The fear of inaction is a charge that can easily be brought against the Cross itself. The weakness of Christ Crucified appears (on the surface) to be the acquiescence of God to evil. This is certainly what the powers of evil thought:
…We speak the wisdom of God in a mystery, the hidden wisdom which God ordained before the ages for our glory, which none of the rulers of this age knew; for had they known, they would not have crucified the Lord of glory. (1Co 2:7-8)
To trust in providence is not the same as inaction. Rather, it is a description of the form and character of action. The death of Christ on the Cross is in no wise involuntary – it is not passive. A life lived in union with the providence of God is in no way passive – it is the action of the Cross within the world.
The Cross should not be relegated to an event that accomplishes our salvation as an isolated or unique transaction. The Crucified Christ reveals the very nature and character of God and the nature and character of the life of salvation. The Christian life is the process of increasing transformation into the image and likeness of Christ. That image and likeness is specifically that of the Crucified (Phil. 2:5-11).
We are told to keep the commandments. Those commandments include care for the poor, the homeless, those in prison, etc. Indeed, the Cross teaches us to radically identify with them, rather than simply to offer a helping hand. There is, within the modern paradigm, a profound substitution of state action for personal action. Voting to help the poor with other people’s money seems somehow amiss in terms of the gospel.

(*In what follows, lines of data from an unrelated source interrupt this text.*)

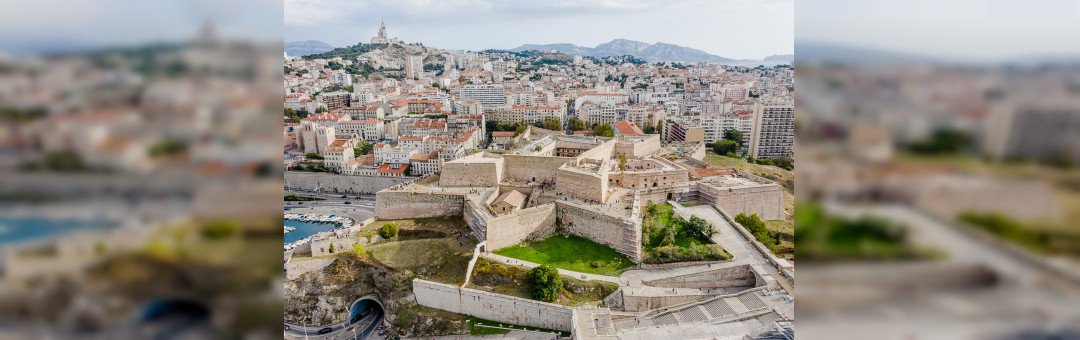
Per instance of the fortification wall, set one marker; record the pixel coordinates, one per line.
(650, 178)
(585, 186)
(733, 276)
(638, 148)
(342, 184)
(471, 174)
(621, 235)
(601, 152)
(407, 204)
(476, 218)
(494, 307)
(532, 168)
(513, 228)
(766, 201)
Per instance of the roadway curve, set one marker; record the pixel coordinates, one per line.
(343, 329)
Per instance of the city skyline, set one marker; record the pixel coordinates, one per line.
(580, 23)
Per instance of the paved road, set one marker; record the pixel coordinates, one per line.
(341, 330)
(958, 246)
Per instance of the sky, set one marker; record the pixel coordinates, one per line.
(50, 25)
(744, 29)
(975, 30)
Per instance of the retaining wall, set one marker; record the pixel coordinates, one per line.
(532, 167)
(494, 307)
(407, 204)
(515, 227)
(732, 276)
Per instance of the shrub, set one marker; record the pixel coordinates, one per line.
(388, 230)
(699, 227)
(547, 283)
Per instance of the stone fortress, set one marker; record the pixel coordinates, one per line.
(590, 187)
(596, 188)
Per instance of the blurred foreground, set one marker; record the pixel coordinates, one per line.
(140, 191)
(937, 200)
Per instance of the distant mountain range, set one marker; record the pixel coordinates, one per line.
(651, 52)
(306, 48)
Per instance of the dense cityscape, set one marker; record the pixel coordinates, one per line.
(562, 195)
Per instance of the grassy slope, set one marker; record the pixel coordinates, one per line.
(441, 260)
(569, 253)
(513, 283)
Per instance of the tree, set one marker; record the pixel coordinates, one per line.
(363, 148)
(576, 124)
(552, 123)
(388, 230)
(733, 135)
(603, 131)
(547, 283)
(724, 147)
(783, 162)
(699, 227)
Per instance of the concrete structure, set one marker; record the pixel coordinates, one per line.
(774, 128)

I was sick and you advocated for a single-payer health-care system. I was hungry and you gave me foodstamps. I was in prison and you advocated for more just sentencing and additional social workers. I was naked and you argued with people for judging my appearance.
These are more characteristic of popular “justice” in the modern setting. Our concern for justice rarely seems to engage anyone face-to-face, or to leave us with substantially less money. We fail to understand the true nature of violence, and refuse to acknowledge its necessary role in “making the world a better place.” Modernity is married to violence and pleads that it is all in a good cause.

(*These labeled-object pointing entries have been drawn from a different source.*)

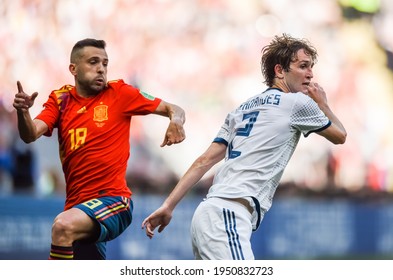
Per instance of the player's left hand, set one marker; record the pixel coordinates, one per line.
(174, 134)
(160, 218)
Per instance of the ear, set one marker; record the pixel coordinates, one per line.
(72, 68)
(278, 70)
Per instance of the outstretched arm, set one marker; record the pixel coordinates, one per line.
(335, 133)
(163, 215)
(29, 129)
(175, 131)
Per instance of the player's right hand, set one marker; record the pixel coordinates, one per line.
(23, 101)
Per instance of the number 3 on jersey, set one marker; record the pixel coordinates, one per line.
(77, 137)
(243, 131)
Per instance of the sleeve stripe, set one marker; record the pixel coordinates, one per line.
(319, 129)
(220, 140)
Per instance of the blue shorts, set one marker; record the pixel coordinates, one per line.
(112, 215)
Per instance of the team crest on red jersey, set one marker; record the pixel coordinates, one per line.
(100, 114)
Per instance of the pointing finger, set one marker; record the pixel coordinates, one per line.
(20, 88)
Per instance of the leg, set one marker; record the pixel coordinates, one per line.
(88, 226)
(69, 226)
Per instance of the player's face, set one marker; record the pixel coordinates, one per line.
(300, 73)
(91, 71)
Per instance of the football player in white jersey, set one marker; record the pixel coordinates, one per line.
(256, 142)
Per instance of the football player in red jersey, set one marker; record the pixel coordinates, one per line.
(93, 119)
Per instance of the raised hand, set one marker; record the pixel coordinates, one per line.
(23, 101)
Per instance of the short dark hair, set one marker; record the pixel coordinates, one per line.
(88, 42)
(282, 50)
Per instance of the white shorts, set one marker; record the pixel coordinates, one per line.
(221, 230)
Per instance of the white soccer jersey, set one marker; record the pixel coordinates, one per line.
(261, 135)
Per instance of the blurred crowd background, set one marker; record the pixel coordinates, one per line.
(204, 55)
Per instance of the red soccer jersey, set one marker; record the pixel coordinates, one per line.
(93, 136)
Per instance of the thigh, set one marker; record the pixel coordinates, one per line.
(221, 229)
(112, 215)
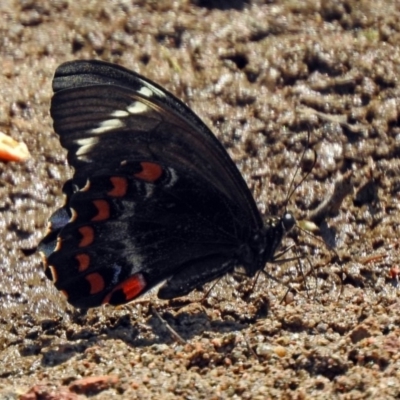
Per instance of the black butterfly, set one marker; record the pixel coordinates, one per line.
(155, 196)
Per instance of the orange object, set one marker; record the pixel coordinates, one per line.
(11, 150)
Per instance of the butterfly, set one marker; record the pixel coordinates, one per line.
(155, 198)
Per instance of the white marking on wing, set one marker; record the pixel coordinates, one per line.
(119, 113)
(108, 125)
(137, 108)
(85, 145)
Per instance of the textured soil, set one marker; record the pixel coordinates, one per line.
(269, 78)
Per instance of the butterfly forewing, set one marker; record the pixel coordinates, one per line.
(99, 106)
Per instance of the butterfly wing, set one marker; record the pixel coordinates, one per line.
(154, 196)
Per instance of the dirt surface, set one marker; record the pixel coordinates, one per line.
(262, 75)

The justice of the Cross is a way of life – one which makes no sense apart from the resurrection. I once heard it said that a Christian should live their life in such a way that, if Christ had not been raised from the dead, it would be absurd. That absurdity is nothing less than the foolishness of the Cross. In arguments with modernity, the way of the Cross will always lose, will always seem to fall short of solving problems and fixing things. Every human plan is better.
However, if the preaching of the Cross carries with it no foolishness, then something less than the Cross is being preached. Those who have reduced the Cross to a pagan sacrifice, appeasing an angry god, have made of it a wise investment and a safe bet. Such “faith” is beside the point.

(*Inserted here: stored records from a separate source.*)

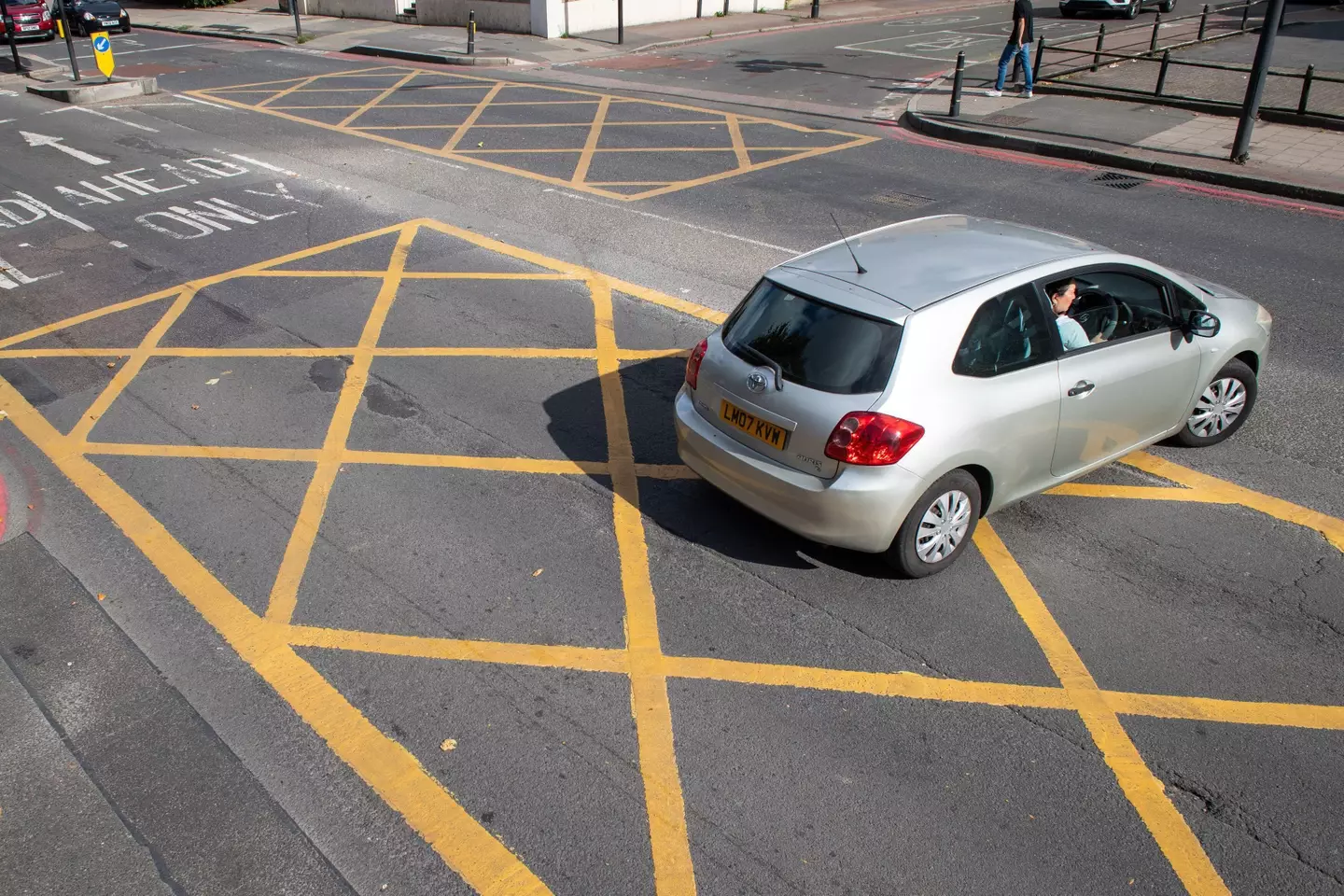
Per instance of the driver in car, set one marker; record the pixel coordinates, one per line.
(1071, 333)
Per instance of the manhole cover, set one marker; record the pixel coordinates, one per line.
(1117, 182)
(900, 201)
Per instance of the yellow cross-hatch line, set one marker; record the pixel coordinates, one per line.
(1140, 786)
(268, 644)
(485, 864)
(364, 100)
(284, 595)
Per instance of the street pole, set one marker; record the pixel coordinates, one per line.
(70, 43)
(8, 30)
(1255, 86)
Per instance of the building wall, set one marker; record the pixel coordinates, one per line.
(544, 18)
(580, 16)
(385, 9)
(513, 16)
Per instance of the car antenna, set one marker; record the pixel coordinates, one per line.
(846, 239)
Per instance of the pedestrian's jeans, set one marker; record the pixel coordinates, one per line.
(1010, 51)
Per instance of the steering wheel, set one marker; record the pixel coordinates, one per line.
(1097, 312)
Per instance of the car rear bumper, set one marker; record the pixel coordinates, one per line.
(43, 30)
(861, 510)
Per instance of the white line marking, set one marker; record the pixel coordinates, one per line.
(259, 162)
(213, 105)
(55, 143)
(672, 220)
(119, 121)
(127, 52)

Within our daily lives, if we confront the day with thanksgiving, the Cross will quickly reveal itself. The first moment that the giving of thanks becomes difficult, we have reached the wood of the Cross itself. We stand in the very gates of Hades. If in that moment of difficulty we persist in giving thanks, then Hades trembles and the dead are raised. This is our personal kenosis, our self-emptying in the presence of the good God. “Nevertheless, not my will, but thine be done.”
This same heart will indeed feed the poor and clothe the naked. It may very well give away everything that it owns. It will not make the world a better place, for it is the place where a better world has already become incarnate.